Tuesday, 4 May 2010

Against the odds

'Romeo, Romeo, wherefore art thou Romeo?'

A phrase from our Will containing 39 characters. The probability of randomly coming up with this is around 2 followed by 58 zeroes. There isn't enough space on all the planets in the universe or enough time since it started for monkeys with typewriters to randomly bash out even this phrase. (Although the contract for the supply of the typewriters would be worth a bob or two). Given how much more complex are we than this simple phrase, the argument is put that evolution is not a credible mechanism for our existence - thus proving the existence of a Creator.

Not so.

Firstly, as per the previous blog, we are not looking for a particular phrase, any valid phrase will do (specifically, any life with the intelligence to ask the question 'how did I get here?', or for Hitch-hikers guide fans, 'where shall we have lunch?'). Secondly the above calculation presumes that as soon as you get one character wrong, you have to start again. But as soon as you have a mechanism for retaining bits that work (inheritance), the picture changes dramatically. Finally, the calculation allows for any one of 30 characters to be valid at any point. But of course this isn't the case - not all letters can go next to each other. Similarly not all chemicals bond together, not all sequences of molecules work. (I can hear someone saying 'but that must mean someone designed the rules' - no, but we'll come back to that later).

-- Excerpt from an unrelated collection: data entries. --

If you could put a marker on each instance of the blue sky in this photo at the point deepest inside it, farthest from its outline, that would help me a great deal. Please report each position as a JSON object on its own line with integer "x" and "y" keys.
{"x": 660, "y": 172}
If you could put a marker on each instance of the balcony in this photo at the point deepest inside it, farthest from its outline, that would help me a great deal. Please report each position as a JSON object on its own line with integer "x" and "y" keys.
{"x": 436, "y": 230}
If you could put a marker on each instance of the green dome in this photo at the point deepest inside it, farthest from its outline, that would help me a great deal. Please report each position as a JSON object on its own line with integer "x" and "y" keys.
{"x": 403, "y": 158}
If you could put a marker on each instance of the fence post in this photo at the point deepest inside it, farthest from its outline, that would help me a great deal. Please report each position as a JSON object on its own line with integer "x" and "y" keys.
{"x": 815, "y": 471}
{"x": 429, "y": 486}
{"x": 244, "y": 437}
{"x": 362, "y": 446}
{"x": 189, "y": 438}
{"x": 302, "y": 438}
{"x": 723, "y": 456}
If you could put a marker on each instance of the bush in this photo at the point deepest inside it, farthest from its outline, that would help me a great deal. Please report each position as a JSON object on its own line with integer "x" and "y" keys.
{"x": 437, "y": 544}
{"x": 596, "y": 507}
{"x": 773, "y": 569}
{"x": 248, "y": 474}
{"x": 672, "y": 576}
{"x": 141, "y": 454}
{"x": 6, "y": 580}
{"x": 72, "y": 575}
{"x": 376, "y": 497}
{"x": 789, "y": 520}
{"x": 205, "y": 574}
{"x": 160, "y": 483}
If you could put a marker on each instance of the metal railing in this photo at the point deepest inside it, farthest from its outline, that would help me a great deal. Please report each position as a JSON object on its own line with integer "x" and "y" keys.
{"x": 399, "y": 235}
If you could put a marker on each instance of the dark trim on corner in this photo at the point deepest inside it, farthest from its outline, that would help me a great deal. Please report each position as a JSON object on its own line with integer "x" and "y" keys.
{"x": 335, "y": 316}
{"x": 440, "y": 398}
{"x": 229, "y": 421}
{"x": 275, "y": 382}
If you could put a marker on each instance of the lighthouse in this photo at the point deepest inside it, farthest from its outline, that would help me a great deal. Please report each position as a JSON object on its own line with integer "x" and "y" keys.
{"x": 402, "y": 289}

If you take these into account it would only take just over 1000 attempts to arrive at our phrase, meaning we seriously over-ordered on typewriters. There is more than enough time to arrive at our level of complexity.

Now those of you who know me, will be asking - 'where's he going with this? He's a pastor who firmly believes in God and often uses the creation account in Genesis as the starting point of his theology'.

Keep reading - in the meantime, where shall we have lunch?